Index talk:Koht jemne mil̦t vьjet.pdf

From Wikisource
Jump to navigation Jump to search


This book uses an alphabet that is mostly Latin, but with some Cyrillic letters mixed in. There is also a letter that looks like a small 8, which I have not been able to find in Unicode. I will transcribe this with ŝ for now, until a better solution is found. Better solution found: S with stroke (Ꞩ, ꞩ)

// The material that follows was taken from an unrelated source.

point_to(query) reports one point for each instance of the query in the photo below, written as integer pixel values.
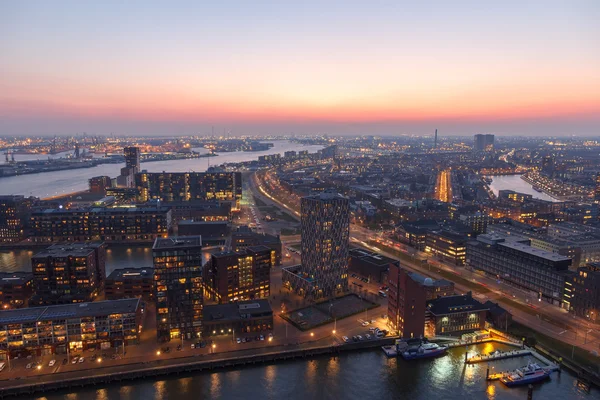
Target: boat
(424, 350)
(531, 373)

The following Cyrillic letters are used mixed in with Latin:

  • в
  • є
  • з
  • ь

Some of them possibly have better-suited Latin script variants. I will research this later. Jon Harald Søby (talk) 12:31, 26 February 2019 (UTC)Reply[reply]

@Jon Harald Søby: This is the so-called Unified Northern Alphabet. I've also a relevant publication (An OCR system for the Unified Northern Alphabet) on the topic. Michael.riessler (talk) 12:25, 13 November 2019 (UTC)Reply[reply]
@Michael.riessler: Oh, that is awesome. Do you have any idea how we can apply this OCR in Wikisource? I'm afraid I have no experience with OCR at all, really. Jon Harald Søby (talk) 12:34, 13 November 2019 (UTC)Reply[reply]